# Prove that if f(a) = 0, then f(x) = (x-a)g(x)

1. Sep 26, 2009

### nietzsche

1. The problem statement, all variables and given/known data

Prove that if f(a) = 0, then f(x) = (x-a)g(x) where f and g are polynomial functions.

2. Relevant equations

$$x^n-a^n = (x-a)h_n(x)$$
where hn(x) is a polynomial function.

3. The attempt at a solution
\begin{align*} f(x) &= f(x) - f(a)\\ f(x) &= [\lambda_n x^n + \lambda_{n-1} x^{n-1} + ... + \lambda_1 x + \lambda_0] - [\lambda_n a^n + \lambda_{n-1} a^{n-1} + ... + \lambda_1 a + \lambda_0]\\ f(x) &= \lambda_n (x^n-a^n) + \lambda_{n-1} (x^{n-1} - a^{n-1}) +...+ \lambda_1(x-a)+(\lambda_0 - \lambda_0)\\ f(x) &= \lambda_n (x-a)h_n(x) + \lambda_{n-1} (x - a)h_{n-1}(x) +...+ \lambda_1(x-a)\\ f(x) &= (x-a)g(x) \end{align*} where  g(x) = \lambda_nh_n(x) + \lambda_{n-1}h_{n-1}(x) +...+ \lambda_1

Now, I think what I've done here is valid.

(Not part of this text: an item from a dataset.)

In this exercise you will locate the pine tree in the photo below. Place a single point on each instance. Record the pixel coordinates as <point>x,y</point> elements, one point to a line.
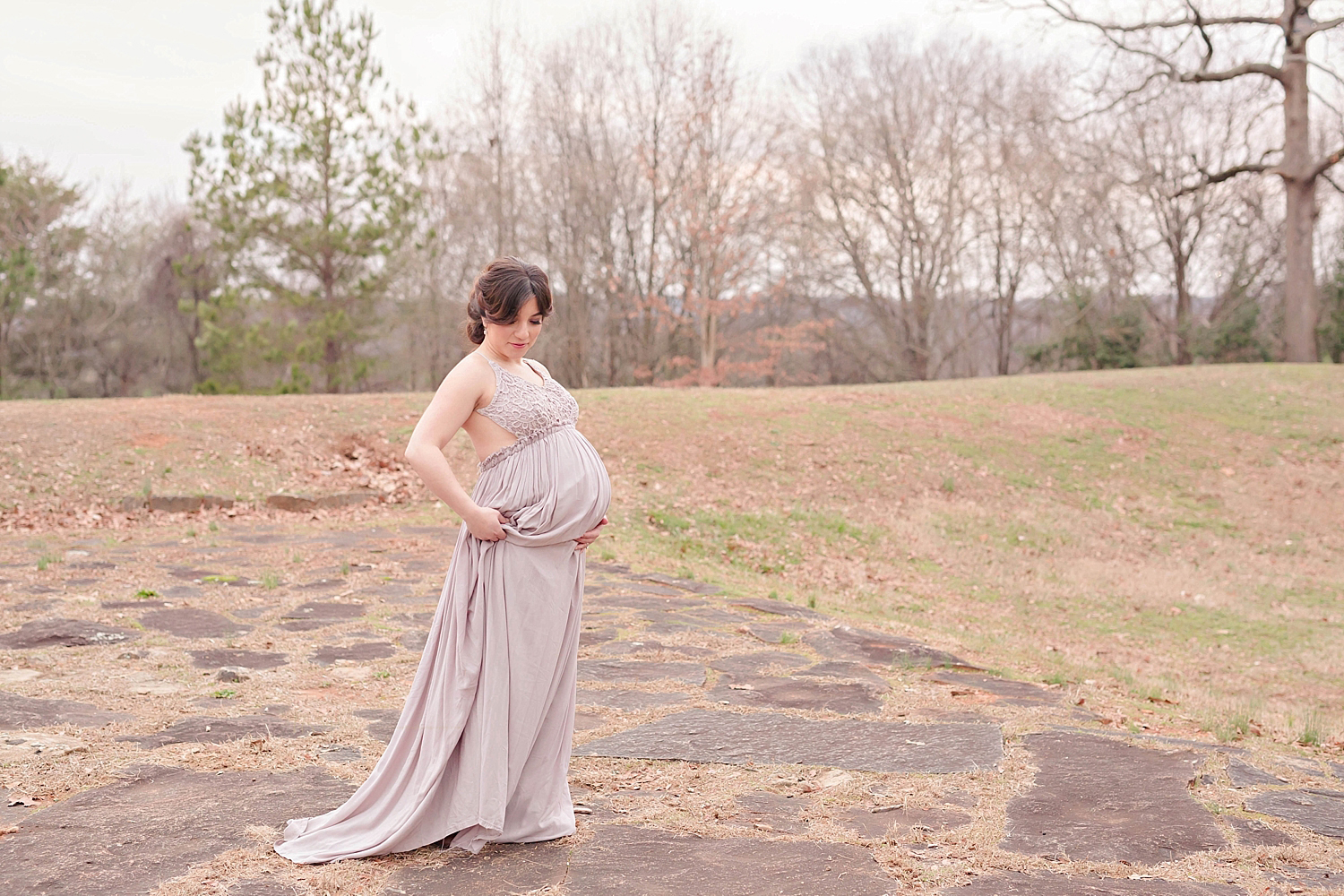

But I assumed that the relevant equation that I posted is true, which (I think) it is. Can someone tell me if this is an acceptable proof?

Thanks.

Last edited: Sep 26, 2009
2. Sep 26, 2009

### lurflurf

Is f a polynomial?
That is not true in general.
or do you mean in some limit?
consider
f=exp(x)-1
for a polynomial first prove
f(x)=f(a)+(x-a)g(x)

3. Sep 26, 2009

### nietzsche

right, sorry, f is a polynomial. it was the second part of a question, so they had already mentioned that f is a polynomial in the previous part. i'll fix it.

4. Sep 26, 2009

### aPhilosopher

This is correct assuming that you are allowed to use your assumed relevant equation. Did you get it from your book or from somewhere else? If you got it somewhere else, you might want to prove it just to be on the safe side. It's not too difficult.